The fall in new manufacturing orders in the three months to July, continues a trend that began at the start of this year, but is now driven exclusively by the continuing slowdown in the domestic economy. By contrast, export orders, which had declined in the two previous surveys, rose in five regions in the past quarter, and stabilized in two others.

However, in four regions, Northern Ireland, the South East & London, Wales and East of England, the decline in export orders continues unabated. Two of these regions, Northern Ireland and the South East & London, are extremely pessimistic about prospects for export orders in the months ahead. This is in stark contrast to expectations of a further rise in five regions, led by the East Midlands, Scotland and Yorkshire & the Humber.

The widespread downturn in new orders was especially marked in the South East & London, which registered its sharpest decline in orders for seven years. The region appears to be among the worst affected by the weakness in domestic demand that has emerged in recent months, and has also failed to benefit from the upturn in exports seen in some other areas. All sub-sectors of manufacturing in the region are affected, with the result that overall confidence, export optimism, output trends, employment decline and investment plans in the South East & London are among the most negative in the UK.

Trends in manufacturing output over the past three months were very mixed. Wales experienced a sharp decline, the first in almost two years, and Yorkshire & the Humber also saw a sharp fall. But the South West saw an encouraging rise and the West Midlands, after a year of steep falls, saw a modest increase, reflecting strong performances in the metal manufacturing and food, drink & tobacco sub-sectors. Scotland reported a modest increase in output for the fifth survey in a row, and there was also an increase in the North East, the first for over a year.

Scotland and Wales appear to have escaped the worst of the problems facing UK manufacturing. In Scotland, there was an upswing in total orders, employment and output in the past three months and investment plans are much less downbeat than in most other parts of the UK.

Despite the sharp decline in output in Wales in the past three months, the proportion of firms working below capacity is far lower than in the rest of the UK; employment has increased in each of the past five surveys and respondents expect further job creation in the next three months. Investment intentions for plant & machinery and buildings are firmly positive, in contrast to deep pessimism elsewhere in the UK.

While employment contraction at the UK level has moderated compared with the steep falls seen in 2002 and 2003, the pace of job losses in manufacturing continues unabated in the South East & London, East of England and Northern Ireland. These regions, along with the West Midlands and the North West, are unsurprisingly, much more pessimistic about the employment outlook than the rest of the UK.

According to Experian estimates based on the survey results, a further 18,000 jobs will be lost to manufacturing nationally in the current quarter, a large figure but still well short of the losses seen during the steep recession of 2001 to 2003. As in recent quarterly surveys, the South East & London is set to bear the largest absolute fall (7,000) and the largest decrease in percentage terms (1.1 per cent) followed by the North West (4,000 job losses) and the West Midlands and Yorkshire & the Humber (3,000 job losses each).

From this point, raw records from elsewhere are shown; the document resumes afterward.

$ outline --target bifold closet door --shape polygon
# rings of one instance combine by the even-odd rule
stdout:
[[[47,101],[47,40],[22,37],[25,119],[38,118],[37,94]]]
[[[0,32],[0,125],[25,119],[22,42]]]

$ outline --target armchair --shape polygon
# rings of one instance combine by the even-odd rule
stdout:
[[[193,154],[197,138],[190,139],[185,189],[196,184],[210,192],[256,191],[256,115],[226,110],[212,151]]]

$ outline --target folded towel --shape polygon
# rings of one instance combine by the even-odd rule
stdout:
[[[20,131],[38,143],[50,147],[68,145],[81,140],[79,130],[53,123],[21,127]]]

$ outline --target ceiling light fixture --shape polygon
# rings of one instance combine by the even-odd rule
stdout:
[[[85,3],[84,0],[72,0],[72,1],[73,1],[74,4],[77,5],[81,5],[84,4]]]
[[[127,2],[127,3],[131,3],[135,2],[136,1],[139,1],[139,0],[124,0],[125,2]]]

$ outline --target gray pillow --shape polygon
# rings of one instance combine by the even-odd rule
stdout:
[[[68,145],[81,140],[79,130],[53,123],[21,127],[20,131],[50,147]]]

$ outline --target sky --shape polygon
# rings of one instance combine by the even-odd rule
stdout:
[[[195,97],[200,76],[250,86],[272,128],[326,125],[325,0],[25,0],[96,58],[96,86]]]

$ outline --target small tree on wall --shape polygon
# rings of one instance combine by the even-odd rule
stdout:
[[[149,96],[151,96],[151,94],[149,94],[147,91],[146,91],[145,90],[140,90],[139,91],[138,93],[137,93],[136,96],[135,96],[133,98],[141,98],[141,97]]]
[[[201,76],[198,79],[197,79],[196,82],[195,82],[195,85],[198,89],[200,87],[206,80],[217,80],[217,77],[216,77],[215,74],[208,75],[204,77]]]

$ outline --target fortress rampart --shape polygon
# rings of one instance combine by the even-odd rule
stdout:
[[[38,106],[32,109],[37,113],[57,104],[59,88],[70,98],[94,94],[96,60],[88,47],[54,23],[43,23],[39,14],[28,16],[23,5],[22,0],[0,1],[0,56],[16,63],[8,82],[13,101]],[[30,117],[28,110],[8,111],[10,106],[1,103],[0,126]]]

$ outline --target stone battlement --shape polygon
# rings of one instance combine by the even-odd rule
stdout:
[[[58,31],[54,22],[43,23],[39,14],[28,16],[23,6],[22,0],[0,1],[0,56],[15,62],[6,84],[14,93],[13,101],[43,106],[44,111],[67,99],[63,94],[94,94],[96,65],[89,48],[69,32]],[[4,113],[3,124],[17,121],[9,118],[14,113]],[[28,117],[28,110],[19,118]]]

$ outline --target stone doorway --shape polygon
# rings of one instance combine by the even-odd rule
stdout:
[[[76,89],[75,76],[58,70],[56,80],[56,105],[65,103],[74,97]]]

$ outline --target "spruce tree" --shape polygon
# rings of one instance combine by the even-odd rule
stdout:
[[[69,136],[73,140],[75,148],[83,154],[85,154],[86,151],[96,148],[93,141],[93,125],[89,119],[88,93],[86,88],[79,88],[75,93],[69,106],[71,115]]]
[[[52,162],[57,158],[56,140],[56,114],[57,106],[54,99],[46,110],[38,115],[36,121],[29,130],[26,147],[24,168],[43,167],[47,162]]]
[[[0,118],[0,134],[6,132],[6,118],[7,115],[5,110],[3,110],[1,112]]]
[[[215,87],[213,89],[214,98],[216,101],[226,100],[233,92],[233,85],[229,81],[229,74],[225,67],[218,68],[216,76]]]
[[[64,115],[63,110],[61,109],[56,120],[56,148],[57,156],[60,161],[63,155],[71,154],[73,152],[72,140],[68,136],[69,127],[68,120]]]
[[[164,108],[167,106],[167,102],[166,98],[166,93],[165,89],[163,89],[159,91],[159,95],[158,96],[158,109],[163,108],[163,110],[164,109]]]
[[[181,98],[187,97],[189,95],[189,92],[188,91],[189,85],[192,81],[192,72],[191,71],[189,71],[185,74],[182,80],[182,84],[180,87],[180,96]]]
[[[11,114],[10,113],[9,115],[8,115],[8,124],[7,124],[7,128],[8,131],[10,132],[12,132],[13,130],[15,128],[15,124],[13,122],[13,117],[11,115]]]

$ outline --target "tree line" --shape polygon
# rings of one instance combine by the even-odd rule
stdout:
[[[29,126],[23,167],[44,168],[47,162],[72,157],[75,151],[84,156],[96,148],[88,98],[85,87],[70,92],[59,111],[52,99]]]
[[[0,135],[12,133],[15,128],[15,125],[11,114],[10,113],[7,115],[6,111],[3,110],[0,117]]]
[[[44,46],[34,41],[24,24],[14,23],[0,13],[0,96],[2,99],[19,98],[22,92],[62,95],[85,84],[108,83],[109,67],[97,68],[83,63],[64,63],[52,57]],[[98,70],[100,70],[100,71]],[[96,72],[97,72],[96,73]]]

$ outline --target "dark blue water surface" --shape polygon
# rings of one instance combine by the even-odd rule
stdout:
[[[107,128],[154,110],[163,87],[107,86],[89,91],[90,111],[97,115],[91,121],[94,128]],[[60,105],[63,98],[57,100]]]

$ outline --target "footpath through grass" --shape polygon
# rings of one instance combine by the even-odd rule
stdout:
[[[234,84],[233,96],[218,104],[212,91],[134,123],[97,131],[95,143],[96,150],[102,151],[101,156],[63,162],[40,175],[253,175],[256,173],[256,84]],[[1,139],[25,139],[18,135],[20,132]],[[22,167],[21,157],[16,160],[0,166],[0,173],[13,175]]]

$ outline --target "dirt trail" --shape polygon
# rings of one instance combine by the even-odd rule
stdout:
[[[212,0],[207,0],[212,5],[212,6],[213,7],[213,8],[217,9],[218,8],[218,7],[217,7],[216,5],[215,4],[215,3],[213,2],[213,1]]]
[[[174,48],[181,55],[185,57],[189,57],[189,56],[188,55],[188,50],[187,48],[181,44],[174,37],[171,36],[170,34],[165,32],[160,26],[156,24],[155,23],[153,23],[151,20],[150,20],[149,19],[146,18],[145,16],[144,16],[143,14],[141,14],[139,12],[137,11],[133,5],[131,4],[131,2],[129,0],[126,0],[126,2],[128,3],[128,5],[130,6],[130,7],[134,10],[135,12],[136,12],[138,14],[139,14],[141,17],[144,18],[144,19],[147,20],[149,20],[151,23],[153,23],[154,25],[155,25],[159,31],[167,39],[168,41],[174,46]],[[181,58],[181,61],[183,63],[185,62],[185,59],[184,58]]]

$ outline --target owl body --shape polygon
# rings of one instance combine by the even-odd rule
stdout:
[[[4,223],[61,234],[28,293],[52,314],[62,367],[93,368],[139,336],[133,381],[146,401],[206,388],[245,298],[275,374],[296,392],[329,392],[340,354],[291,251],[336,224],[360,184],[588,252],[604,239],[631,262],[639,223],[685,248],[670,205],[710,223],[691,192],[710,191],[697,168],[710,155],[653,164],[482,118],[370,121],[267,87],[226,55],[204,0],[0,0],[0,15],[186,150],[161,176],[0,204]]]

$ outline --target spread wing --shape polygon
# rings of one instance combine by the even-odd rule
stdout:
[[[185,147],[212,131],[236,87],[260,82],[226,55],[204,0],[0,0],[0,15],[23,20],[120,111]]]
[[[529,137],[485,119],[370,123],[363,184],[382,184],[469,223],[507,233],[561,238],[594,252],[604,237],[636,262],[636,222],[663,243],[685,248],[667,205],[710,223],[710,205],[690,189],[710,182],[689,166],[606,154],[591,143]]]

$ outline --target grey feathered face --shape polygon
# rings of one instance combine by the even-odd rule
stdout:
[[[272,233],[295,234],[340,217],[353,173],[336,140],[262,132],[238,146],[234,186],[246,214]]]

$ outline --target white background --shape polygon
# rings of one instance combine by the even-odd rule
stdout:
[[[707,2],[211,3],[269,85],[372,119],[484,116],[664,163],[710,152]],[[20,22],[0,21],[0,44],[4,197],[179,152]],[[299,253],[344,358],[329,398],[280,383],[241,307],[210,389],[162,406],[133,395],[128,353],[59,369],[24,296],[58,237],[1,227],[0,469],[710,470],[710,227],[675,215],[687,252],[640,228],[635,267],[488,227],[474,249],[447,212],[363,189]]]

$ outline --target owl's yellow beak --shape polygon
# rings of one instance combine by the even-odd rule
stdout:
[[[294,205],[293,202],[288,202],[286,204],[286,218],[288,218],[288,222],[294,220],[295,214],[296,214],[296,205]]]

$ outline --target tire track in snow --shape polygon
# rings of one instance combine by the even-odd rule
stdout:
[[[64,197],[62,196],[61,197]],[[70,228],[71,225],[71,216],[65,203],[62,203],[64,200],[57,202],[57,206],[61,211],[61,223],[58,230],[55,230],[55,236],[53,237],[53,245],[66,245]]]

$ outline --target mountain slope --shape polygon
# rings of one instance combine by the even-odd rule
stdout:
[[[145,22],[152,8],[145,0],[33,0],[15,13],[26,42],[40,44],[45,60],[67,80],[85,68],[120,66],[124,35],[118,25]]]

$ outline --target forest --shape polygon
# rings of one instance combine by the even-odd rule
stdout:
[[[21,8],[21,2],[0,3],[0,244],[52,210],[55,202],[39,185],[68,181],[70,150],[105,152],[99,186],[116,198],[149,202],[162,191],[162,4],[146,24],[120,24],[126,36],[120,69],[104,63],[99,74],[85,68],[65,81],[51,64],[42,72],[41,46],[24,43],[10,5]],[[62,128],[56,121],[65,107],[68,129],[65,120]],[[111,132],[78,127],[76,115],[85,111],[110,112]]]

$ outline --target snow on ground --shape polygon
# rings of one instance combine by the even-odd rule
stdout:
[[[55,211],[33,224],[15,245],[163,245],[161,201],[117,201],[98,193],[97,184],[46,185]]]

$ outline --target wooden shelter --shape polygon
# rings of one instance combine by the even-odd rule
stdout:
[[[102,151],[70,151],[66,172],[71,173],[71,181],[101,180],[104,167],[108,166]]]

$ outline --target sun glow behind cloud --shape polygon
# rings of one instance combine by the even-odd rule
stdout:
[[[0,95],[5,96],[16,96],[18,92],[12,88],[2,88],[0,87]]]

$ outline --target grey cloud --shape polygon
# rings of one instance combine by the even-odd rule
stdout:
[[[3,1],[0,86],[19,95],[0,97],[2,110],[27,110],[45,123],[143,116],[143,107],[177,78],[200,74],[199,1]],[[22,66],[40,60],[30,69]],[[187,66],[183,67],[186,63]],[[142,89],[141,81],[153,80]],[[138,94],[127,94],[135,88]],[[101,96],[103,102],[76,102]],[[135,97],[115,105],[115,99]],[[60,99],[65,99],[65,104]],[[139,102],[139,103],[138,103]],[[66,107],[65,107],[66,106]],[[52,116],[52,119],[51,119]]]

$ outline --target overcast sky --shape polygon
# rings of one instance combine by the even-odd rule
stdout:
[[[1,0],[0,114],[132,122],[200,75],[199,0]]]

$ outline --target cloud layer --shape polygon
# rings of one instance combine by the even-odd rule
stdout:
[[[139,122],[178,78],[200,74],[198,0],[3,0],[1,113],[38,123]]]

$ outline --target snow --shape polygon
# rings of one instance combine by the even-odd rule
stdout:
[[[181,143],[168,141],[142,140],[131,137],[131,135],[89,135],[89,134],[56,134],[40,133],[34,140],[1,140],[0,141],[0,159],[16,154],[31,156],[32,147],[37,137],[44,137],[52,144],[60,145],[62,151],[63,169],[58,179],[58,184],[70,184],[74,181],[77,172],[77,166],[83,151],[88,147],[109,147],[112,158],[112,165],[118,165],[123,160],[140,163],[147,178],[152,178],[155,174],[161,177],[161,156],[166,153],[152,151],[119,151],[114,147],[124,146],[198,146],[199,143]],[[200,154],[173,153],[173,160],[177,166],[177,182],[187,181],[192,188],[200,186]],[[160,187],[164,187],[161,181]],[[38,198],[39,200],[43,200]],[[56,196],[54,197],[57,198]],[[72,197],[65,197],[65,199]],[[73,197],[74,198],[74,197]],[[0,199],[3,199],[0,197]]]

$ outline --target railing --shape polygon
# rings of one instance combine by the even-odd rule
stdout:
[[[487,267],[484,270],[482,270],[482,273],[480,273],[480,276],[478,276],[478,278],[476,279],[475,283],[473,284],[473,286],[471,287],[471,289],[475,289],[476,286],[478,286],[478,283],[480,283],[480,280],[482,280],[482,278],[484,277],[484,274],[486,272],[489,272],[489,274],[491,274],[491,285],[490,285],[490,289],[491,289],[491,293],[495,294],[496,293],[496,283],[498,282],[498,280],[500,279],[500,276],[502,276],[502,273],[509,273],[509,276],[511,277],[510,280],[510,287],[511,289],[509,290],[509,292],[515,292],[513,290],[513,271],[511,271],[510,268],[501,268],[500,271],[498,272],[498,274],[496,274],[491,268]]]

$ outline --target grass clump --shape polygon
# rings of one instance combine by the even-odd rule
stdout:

“This generally gloomy survey offers a slight silver lining, with the growth of companies’ unit costs becoming more manageable,” said Doug Godden, CBI Head of Economic Analysis. “The South West has reported a reduction whilst everywhere else outside of Scotland and Wales has seen slower cost growth.”

“Yet, despite this, firms are not enjoying a pick-up in profits, with their pricing power weakened in the face of tough conditions in the domestic market,” added Mr Godden. “Whereas, in April, factory gate prices increased everywhere outside the South West, this time, eight of the 11 regions are reporting net price reductions.”